It rained cats and dogs last night. Moderate by Madang standards. It sometimes rains crocodiles and pilot whales.
When we arrived at the office this morning we discovered that Lake Madang had returned. It was, of course, exactly what we expected after observing the work, or rather the lack thereof, over the last few weeks. I moaned about this back in July, showing you Lake Madang and The Big Hole in which it lives. Nearly six weeks later, the problem is simply worse. I’ll show you the “progress”.

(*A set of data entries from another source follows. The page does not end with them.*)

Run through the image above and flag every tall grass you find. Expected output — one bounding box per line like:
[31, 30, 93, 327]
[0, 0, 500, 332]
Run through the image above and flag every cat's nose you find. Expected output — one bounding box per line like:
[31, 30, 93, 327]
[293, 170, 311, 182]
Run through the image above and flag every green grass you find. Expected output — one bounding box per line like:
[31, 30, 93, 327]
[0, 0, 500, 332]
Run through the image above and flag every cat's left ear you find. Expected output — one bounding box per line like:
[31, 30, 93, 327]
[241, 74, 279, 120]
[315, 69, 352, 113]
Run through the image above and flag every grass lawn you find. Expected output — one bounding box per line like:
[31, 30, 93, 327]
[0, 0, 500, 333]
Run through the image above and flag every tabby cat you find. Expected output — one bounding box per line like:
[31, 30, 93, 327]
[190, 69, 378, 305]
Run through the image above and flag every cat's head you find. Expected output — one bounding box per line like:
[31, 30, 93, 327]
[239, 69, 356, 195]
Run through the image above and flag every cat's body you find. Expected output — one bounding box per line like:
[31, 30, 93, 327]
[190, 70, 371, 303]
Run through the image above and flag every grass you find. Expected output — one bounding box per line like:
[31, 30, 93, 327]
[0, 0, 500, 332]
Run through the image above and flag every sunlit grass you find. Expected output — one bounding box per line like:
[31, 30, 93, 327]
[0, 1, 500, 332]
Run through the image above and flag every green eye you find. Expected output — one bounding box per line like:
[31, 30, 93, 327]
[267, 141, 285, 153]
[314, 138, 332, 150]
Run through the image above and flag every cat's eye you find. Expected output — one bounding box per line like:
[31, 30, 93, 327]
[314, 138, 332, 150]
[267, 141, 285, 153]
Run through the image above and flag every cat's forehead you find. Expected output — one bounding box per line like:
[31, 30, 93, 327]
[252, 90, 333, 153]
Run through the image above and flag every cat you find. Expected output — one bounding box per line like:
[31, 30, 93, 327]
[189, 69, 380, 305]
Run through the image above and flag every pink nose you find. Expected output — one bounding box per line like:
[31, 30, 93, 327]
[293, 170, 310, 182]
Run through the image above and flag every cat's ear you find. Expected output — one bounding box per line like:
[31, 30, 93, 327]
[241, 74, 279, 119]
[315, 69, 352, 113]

Really, it all starts here:
This is the drain that is supposed to take all of the rainwater from the area and dump it without ceremony into the sea. We’ve been complaining, along with everybody else, to the deaf ears of the town management that it is plugged up. This goes back twenty years! The water should disappear into here:
Whoops, it’s going nowhere! A few weeks ago I saw a huge character standing out in the street bossing a bunch of skinny kids with buckets and shovels. He said he had been “awarded the contract” to dig out the drain so that the lake would go away. He left all of the mud there for weeks. Finally, the mud was taken away from the sides of the drain. In our foolishness, we supposed that it was actually open. Ah, the folly of the bleeding-heart trusting liberal. Is there no end to it?
However, as you can plainly see, Madang River has no outlet to the sea, so Lake Madang just keeps getting bigger and digging its big hole deeper:
At the other end of the road, we have yet another tragicomedy in the making. Yes, folks, this is how we fix the roads in Madang:
First we tear everything up really thoroughly (the lids for the drain laying scattered about on the right making nice big ditches for the pedestrians to fall into). Then we dump huge piles of gravel anywhere the truck happens to stop. There, see. It’s all fixed. It’s been fixed for about three weeks now and nobody has bothered to call the town managers to thank them. We’re such ungrateful wretches.
If it weren’t for the entertainment value, we’d be getting very tired of this silliness. The huge gap in the road that I described in Insect Authority is still there also, along with thousands of new axle-bending potholes in all of our streets. The Insect Authority ditch is now about a half-metre deep.
I don’t know if those responsible for our decaying town, once one of the most beautiful in the South Pacific, are incompetents, fools, crooks, lazy do-nothings, or all of the above.
Me – I just play the fool. The rest is too complicated.